O dirigente sindical cobrou enfaticamente da Casa o cumprimento de promessa acordada em uma reunião no dia 25 de setembro, em plena campanha eleitoral, de que os servidores teriam aquele ajuste, bem como seria dado fim à utilização das Súmulas Vinculantes 15 e 16 do Supremo Tribunal Federal para o pagamento da categoria.
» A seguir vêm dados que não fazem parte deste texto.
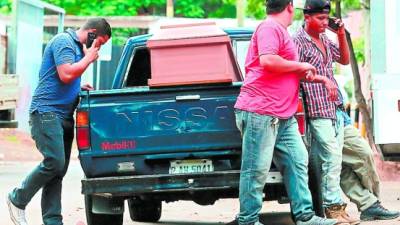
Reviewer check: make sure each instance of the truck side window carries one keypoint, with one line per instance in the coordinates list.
(140, 69)
(240, 49)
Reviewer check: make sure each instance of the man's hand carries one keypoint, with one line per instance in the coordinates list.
(93, 52)
(341, 29)
(331, 88)
(307, 71)
(87, 87)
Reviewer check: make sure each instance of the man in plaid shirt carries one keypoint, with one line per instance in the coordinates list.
(325, 113)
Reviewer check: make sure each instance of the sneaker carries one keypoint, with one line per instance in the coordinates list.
(378, 212)
(17, 215)
(315, 220)
(336, 212)
(350, 220)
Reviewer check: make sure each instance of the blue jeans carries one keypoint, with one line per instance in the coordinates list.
(326, 144)
(53, 137)
(264, 141)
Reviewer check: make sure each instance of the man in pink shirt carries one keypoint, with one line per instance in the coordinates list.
(264, 115)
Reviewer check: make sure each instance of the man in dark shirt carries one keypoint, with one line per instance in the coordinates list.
(53, 104)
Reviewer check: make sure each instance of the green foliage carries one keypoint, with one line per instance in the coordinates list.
(358, 45)
(5, 7)
(256, 9)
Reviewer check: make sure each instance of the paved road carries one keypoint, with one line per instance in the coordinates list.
(178, 213)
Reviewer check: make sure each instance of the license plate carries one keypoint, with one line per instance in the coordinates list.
(191, 166)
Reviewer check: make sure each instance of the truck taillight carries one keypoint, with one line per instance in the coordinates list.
(82, 130)
(301, 119)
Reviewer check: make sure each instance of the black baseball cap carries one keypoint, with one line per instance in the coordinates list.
(317, 6)
(277, 6)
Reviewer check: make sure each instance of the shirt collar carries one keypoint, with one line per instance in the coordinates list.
(304, 34)
(74, 36)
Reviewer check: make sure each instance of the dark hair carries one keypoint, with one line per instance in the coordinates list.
(276, 6)
(100, 24)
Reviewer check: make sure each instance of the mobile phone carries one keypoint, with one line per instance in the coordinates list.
(331, 24)
(90, 38)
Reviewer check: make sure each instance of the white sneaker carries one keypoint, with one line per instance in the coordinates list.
(17, 215)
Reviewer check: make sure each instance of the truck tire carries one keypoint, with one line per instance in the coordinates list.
(100, 219)
(144, 210)
(314, 183)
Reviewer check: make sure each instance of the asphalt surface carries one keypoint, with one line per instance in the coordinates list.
(177, 213)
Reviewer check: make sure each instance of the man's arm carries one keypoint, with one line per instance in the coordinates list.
(277, 64)
(344, 51)
(329, 85)
(69, 72)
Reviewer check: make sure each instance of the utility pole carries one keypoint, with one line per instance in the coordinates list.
(240, 12)
(170, 8)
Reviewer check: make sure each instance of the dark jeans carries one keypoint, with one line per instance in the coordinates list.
(53, 137)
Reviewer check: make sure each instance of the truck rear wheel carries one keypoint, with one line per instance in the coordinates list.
(100, 219)
(144, 210)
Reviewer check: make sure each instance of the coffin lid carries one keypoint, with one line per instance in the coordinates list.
(187, 31)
Samuel Pereira (PR) foi o primeiro a se manifestar na sessão de ontem e deixou clara sua insatisfação com a cobrança do sindicalista, ao que o presidente da CMU, Luiz Dutra (PDT) deixou registrado seu protesto quanto à posição do dirigente. “Não temos autonomia para colocar emenda orçamentária destinando 17% ou 15%. É preciso deixar isso bem claro para que a sociedade entenda qual a função do Legislativo, do Parlamento”, disse o vice-presidente da Câmara, Itamar Ribeiro (DEM), citando que o vereador tem que defender o servidor, mas não pode legislar sobre matéria financeira.
Para ele, se algum colega fez esse compromisso cometeu um ato de irresponsabilidade. Fazendo coro com democrata, o primeiro secretário da Mesa Diretora, professor Godoy (PTB) disse considerar que está havendo uma confusão entre o papel do vereador e o do Sindicato.
Ele também lembrou que a Câmara não é gestora do orçamento. Segundo secretário da Mesa, João Gilberto Ripposati (PSDB) sugeriu que o prefeito eleito Paulo Piau (PMDB), ao tomar posse, encaminhe um projeto de lei à Câmara remanejando recursos que garantam os 17% de reajuste. “Se ele não fizer, aí é um problema político dele”, completou o tucano, citando que um vereador não pode propor a emenda porque seria inconstitucional.
“Não podemos aceitar pressão do Sindicato. Achei eles muito à vontade. Tem que respeitar o Legislativo”, disparou Afrânio Cardoso de Lara Resende (PP), que diz esperar não ver essa situação novamente.
Pauta. Nesta quarta-feira, última sessão da semana, a Tribuna Livre da Casa receberá a ex-diretora da Escola Estadual Corina de Oliveira, Célia Fortunata Campos. Ela foi exonerada do cargo porque teria permitido ao Sindicato Único dos Trabalhadores em Educação (Sind-UTE/MG) entrar na escola para que os professores votassem na eleição para nova diretoria da entidade. Ainda na pauta do dia, estão incluídos quatro projetos de lei.